Unfortunately, by that point, around 90% of the work done on Toy Story 2 was gone, and the sequel's backup system was not working properly for around a month either. At this point, Toy Story 2 would either have to start from scratch - or production would be scrapped altogether.
A Mother Saves the Day
A mother saves the day, just like when Buzz and Woody team up to get home. Galyn Susman, the film’s technical direction supervisor, who would be affected by Disney’s layoffs in 2023, had a copy of the Toy Story project at home. Galyn was on maternity leave and decided to continue working from home – something that is seen as normal today - but at the time, taboo. Being a mother and always planning ahead, just like having children, made it a point to take her work home once a week. This was a huge benefit because it allowed her to stay updated and maintain a reliable backup of Toy Story 2.
Just like a newborn baby, Pixar carefully transported the laptop back to the office, cradled and wrapped in blankets during the car ride - I imagine they even played lullaby music for the laptop…or maybe that is something I would do. Having the backup from Susman’s laptop allowed the team to copy the files and recover nearly everything that had been lost.

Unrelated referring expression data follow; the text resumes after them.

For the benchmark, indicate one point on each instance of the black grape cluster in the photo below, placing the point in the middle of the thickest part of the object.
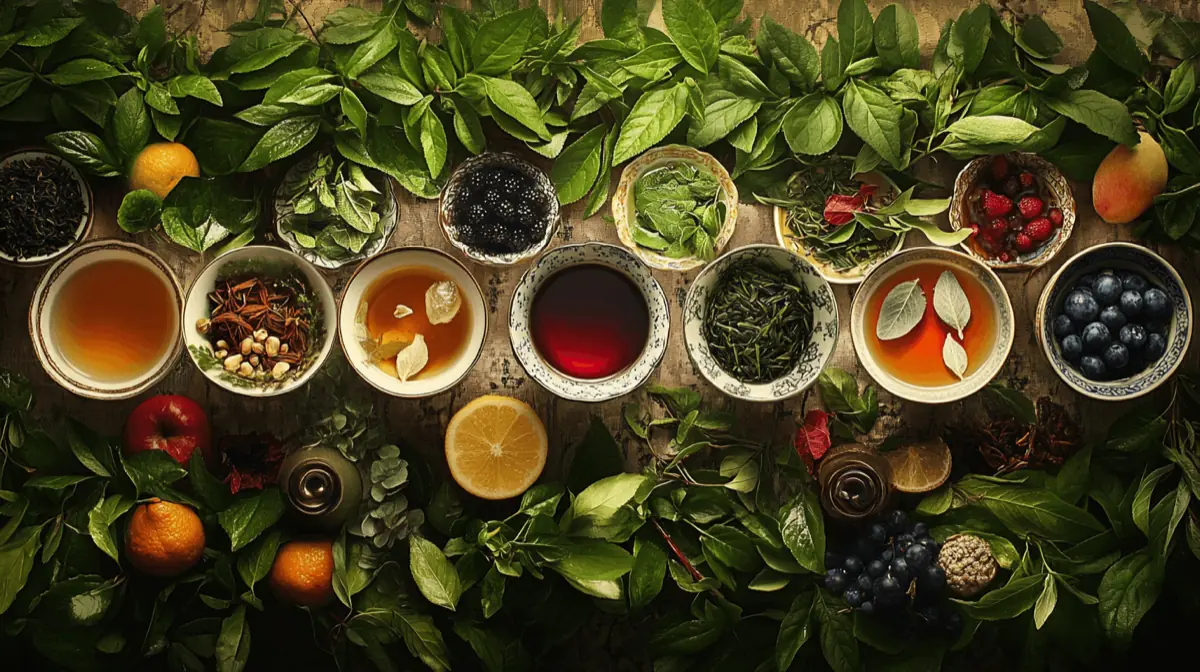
(891, 569)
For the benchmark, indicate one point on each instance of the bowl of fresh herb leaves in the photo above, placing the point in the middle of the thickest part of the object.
(334, 213)
(676, 208)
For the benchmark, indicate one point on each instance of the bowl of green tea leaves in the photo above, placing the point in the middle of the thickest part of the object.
(676, 208)
(847, 223)
(334, 213)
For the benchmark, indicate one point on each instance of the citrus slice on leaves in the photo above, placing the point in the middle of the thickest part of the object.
(496, 447)
(921, 466)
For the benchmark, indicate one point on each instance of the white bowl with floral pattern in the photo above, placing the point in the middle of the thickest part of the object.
(816, 352)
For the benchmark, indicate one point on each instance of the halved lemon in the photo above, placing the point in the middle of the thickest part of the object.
(496, 447)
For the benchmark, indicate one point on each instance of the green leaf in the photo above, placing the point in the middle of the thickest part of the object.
(693, 29)
(433, 574)
(655, 114)
(814, 125)
(802, 526)
(251, 515)
(141, 210)
(897, 37)
(579, 166)
(281, 141)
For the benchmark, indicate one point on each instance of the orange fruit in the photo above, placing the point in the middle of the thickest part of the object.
(496, 447)
(161, 166)
(921, 466)
(303, 573)
(165, 539)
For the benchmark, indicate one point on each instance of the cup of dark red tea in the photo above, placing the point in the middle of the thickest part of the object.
(588, 322)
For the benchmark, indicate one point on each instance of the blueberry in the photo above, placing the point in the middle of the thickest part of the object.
(1063, 327)
(837, 581)
(1072, 347)
(1156, 347)
(1131, 303)
(876, 569)
(853, 597)
(853, 565)
(1158, 304)
(1092, 367)
(1080, 307)
(1133, 336)
(1116, 357)
(1107, 289)
(1096, 337)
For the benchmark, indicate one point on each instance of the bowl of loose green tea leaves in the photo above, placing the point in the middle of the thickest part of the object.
(676, 208)
(760, 323)
(334, 213)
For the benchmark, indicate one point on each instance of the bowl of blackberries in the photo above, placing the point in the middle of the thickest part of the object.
(1115, 321)
(888, 569)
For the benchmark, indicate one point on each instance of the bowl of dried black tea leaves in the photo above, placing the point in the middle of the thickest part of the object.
(46, 207)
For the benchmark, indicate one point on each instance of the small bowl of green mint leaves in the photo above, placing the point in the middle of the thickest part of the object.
(676, 208)
(334, 211)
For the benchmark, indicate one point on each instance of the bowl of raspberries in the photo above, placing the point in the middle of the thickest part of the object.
(1018, 207)
(1115, 321)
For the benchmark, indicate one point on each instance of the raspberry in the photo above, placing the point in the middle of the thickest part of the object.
(1030, 207)
(1039, 229)
(995, 205)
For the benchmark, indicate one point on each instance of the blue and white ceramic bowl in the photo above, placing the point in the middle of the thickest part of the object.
(816, 352)
(1119, 257)
(577, 389)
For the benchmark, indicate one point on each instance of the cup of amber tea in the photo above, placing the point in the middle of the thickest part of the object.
(105, 319)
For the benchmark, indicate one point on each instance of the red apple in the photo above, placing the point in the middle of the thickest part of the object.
(173, 424)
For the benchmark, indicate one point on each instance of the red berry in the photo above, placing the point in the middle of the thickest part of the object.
(1030, 207)
(1039, 229)
(995, 205)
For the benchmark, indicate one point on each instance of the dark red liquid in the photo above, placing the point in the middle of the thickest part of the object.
(589, 322)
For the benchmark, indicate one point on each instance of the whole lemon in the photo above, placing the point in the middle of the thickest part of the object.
(165, 539)
(161, 166)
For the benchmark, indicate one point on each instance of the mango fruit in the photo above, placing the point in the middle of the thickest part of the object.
(1128, 180)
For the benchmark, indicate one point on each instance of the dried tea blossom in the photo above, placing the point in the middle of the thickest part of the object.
(442, 301)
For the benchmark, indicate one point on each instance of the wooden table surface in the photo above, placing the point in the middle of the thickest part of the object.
(421, 423)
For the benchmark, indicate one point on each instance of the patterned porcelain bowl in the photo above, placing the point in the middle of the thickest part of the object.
(816, 353)
(1116, 256)
(1002, 318)
(624, 213)
(42, 312)
(568, 387)
(1059, 196)
(267, 261)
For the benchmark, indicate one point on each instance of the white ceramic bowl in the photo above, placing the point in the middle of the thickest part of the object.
(473, 309)
(816, 352)
(84, 221)
(625, 214)
(568, 387)
(1002, 317)
(268, 261)
(41, 312)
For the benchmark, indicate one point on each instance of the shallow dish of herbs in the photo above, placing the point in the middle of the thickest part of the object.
(46, 207)
(334, 213)
(760, 323)
(676, 208)
(259, 321)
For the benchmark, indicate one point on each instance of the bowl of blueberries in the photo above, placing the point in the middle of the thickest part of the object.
(1115, 321)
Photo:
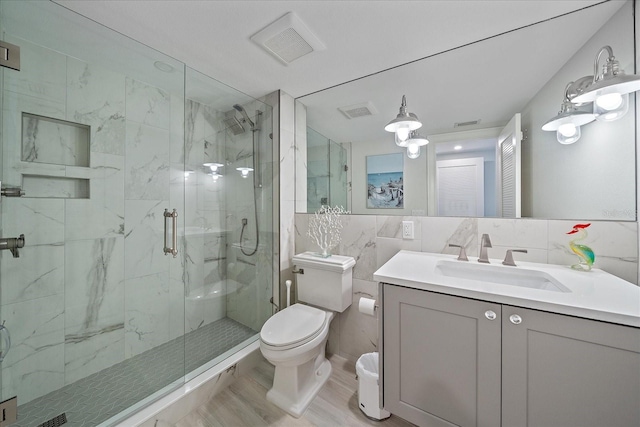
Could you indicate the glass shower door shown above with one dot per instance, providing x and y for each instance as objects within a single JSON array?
[{"x": 92, "y": 132}]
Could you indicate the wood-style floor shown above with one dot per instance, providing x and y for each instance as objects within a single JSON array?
[{"x": 244, "y": 403}]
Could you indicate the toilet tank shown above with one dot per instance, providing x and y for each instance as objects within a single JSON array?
[{"x": 326, "y": 282}]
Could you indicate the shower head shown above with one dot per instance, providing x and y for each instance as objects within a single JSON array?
[
  {"x": 233, "y": 124},
  {"x": 245, "y": 115}
]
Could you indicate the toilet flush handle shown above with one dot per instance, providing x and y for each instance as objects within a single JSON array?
[{"x": 288, "y": 284}]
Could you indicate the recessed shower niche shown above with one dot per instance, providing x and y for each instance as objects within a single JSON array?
[
  {"x": 53, "y": 141},
  {"x": 48, "y": 142}
]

It was a joyous occasion with many high fives, and maybe put a smile on the face of the person responsible for the deletion. Susman’s backup copy didn’t have the entire movie on her computer, but they were able to retrieve enough to complete and deliver Toy Story 2 on time. Queue the inspirational music and dance like nobody is watching. What a story, right?
What about the employee who deleted the files? I am glad you are paying attention. So far, there are no reports of them being fired or facing consequences. I will say it’s easy to imagine the tension at the time, and maybe a future project with them working on the backup process.
Lessons Learned
The experience serves as a valuable lesson, not just for the Pixar folks but for IT professionals worldwide. There is a strong commitment to create multiple backups and implement extra security measures to prevent such incidents from happening again.

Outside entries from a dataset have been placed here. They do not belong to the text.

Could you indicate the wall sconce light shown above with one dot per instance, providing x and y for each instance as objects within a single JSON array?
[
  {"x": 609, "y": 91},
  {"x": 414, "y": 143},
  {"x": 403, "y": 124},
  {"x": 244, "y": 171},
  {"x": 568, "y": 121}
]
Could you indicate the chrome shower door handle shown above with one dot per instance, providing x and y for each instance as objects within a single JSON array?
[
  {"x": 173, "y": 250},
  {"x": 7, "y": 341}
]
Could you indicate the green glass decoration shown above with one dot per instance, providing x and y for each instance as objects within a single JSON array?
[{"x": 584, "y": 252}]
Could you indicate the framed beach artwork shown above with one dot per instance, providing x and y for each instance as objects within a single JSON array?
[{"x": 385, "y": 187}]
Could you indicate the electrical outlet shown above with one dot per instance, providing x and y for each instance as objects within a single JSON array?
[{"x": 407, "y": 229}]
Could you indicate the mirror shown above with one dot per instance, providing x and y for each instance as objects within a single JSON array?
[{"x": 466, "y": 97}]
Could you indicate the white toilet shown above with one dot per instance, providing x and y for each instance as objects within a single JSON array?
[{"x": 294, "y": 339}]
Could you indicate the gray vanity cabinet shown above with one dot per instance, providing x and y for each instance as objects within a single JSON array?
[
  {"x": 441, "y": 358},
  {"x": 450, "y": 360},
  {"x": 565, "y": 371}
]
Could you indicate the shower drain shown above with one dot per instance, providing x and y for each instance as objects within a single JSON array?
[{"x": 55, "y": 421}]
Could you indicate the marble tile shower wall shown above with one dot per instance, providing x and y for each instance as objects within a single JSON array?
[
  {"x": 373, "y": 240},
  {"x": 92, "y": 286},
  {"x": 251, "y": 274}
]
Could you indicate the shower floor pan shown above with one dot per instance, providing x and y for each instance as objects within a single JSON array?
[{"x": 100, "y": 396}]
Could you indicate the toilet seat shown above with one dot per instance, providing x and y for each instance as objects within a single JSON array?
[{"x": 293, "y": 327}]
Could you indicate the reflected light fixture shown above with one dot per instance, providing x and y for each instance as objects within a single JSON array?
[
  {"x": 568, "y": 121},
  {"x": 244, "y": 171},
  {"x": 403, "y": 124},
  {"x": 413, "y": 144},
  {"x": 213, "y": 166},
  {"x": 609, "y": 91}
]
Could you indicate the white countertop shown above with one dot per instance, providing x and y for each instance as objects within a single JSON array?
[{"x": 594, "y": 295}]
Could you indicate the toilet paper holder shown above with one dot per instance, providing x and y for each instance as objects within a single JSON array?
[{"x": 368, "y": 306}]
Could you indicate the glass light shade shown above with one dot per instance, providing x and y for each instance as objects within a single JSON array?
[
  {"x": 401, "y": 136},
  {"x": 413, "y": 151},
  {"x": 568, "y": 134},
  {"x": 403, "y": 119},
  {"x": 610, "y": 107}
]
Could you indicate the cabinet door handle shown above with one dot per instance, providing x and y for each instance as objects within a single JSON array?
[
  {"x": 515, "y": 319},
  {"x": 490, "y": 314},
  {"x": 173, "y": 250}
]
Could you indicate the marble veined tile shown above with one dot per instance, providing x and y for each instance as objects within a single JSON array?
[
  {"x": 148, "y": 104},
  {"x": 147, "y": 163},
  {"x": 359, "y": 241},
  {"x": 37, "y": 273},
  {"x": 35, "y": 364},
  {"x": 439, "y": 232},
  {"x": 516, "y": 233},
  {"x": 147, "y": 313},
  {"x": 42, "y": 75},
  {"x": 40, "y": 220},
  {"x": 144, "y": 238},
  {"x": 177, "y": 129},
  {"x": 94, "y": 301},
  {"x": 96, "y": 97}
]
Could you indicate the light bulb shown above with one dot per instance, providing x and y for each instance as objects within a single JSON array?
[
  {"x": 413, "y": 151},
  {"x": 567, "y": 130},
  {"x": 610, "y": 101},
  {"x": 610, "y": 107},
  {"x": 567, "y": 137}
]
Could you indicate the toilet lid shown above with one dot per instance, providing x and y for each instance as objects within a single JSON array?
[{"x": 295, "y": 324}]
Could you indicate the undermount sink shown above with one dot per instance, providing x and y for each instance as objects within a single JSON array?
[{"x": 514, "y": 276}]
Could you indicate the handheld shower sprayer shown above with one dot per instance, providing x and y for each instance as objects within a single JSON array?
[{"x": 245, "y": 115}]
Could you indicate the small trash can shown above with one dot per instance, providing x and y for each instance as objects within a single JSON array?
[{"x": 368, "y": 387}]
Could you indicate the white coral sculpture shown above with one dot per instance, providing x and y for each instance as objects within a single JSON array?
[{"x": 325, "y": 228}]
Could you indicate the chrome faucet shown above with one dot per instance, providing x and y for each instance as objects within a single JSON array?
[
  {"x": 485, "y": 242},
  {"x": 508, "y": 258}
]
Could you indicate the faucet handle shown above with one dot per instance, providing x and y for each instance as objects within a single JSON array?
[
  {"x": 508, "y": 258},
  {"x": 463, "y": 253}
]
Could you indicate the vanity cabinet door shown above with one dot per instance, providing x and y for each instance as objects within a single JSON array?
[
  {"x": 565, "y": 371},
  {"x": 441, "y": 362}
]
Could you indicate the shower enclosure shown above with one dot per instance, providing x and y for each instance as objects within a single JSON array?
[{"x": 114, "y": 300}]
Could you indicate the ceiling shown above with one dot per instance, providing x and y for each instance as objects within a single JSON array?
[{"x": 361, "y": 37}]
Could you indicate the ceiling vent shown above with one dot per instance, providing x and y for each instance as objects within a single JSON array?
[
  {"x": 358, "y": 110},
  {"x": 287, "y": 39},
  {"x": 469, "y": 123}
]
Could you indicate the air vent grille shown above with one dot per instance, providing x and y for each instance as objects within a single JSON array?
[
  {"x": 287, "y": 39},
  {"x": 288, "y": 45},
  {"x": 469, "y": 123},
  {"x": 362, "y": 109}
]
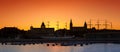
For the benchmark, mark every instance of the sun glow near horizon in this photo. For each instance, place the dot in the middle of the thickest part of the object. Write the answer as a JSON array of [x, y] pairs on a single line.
[[24, 13]]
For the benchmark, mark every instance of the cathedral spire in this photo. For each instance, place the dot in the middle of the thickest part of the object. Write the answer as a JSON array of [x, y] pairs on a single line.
[[42, 25], [71, 24], [85, 25]]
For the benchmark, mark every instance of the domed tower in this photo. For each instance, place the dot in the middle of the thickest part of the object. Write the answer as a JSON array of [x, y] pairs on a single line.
[[85, 25], [42, 25], [71, 24]]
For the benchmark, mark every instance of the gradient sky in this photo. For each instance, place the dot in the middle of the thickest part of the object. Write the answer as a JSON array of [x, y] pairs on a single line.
[[24, 13]]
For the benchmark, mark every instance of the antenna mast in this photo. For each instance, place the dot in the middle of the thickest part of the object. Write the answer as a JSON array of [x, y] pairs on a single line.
[[57, 24], [90, 24], [48, 24], [98, 24]]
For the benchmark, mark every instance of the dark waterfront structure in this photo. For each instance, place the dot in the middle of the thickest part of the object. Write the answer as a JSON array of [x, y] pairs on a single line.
[[75, 35]]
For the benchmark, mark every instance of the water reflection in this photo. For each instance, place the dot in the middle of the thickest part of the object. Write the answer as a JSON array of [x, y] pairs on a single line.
[[58, 48]]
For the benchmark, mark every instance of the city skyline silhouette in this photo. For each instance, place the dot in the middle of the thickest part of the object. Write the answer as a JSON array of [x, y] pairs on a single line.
[[24, 13]]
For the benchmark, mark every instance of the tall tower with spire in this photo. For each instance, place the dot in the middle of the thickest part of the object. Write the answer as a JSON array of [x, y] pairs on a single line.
[[85, 25], [71, 24], [42, 25]]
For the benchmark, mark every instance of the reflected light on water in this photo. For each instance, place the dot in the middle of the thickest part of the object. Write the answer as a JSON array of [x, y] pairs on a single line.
[[58, 48]]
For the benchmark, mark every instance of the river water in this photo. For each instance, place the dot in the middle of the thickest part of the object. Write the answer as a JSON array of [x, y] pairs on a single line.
[[58, 48]]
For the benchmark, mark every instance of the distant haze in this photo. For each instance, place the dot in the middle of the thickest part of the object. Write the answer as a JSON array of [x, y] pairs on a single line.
[[24, 13]]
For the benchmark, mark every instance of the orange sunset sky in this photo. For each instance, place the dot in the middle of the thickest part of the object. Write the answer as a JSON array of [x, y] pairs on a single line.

In this story, the backup system had failed months earlier, and nobody noticed. That meant there weren’t any backups to restore from, and business was at a standstill. Does that sound familiar to today’s events? It should because it happens a lot these days. What can businesses do to keep safe from this disaster?
Backups
-
The 3-2-1 rule - data backup rule is a strategy that recommends keeping three copies of your data, on two different types of storage media, with one copy stored offsite. This method ensures redundancy and protects data from a single point of failure, such as hardware failure, theft, or a local disaster.
-
Offsite backups - An offsite, air-gapped data backup stores a copy of your data in a separate physical or cloud location (offsite) and keeps it disconnected from your primary network (air-gapped). This combination protects your data from localized disasters and cyber threats like ransomware, which cannot remotely access or corrupt the air-gapped backup copy.
-
RPO & RTO - Recovery Point Objective and Recovery Time Objective. It’s not just important, but vital to your business continuity and survival in the event of a disaster. Most businesses state that they have backups tested and that pass the audits, but when they have to restore their systems when a disaster happens, it takes a lot longer than they had planned, and the business loses money because of it.
Technical Controls and Permissions: Restricted Folder Deletion Privileges.
- The simplest prevention would have been to set permissions on the server so that not all employees could delete the top-level directory for the movie. Granting "full control" access to a large group of users is common in collaborative environments, but it is a major security risk. Only a small number of administrators should have the permission to run "delete" commands on critical, high-level folders.
-
Command-level restrictions. The employee used the rm -r Linux command, which deletes a directory and all its contents recursively. A more advanced system could have prevented this command from running at the highest project directory level, either with a special script or by requiring a second authentication step.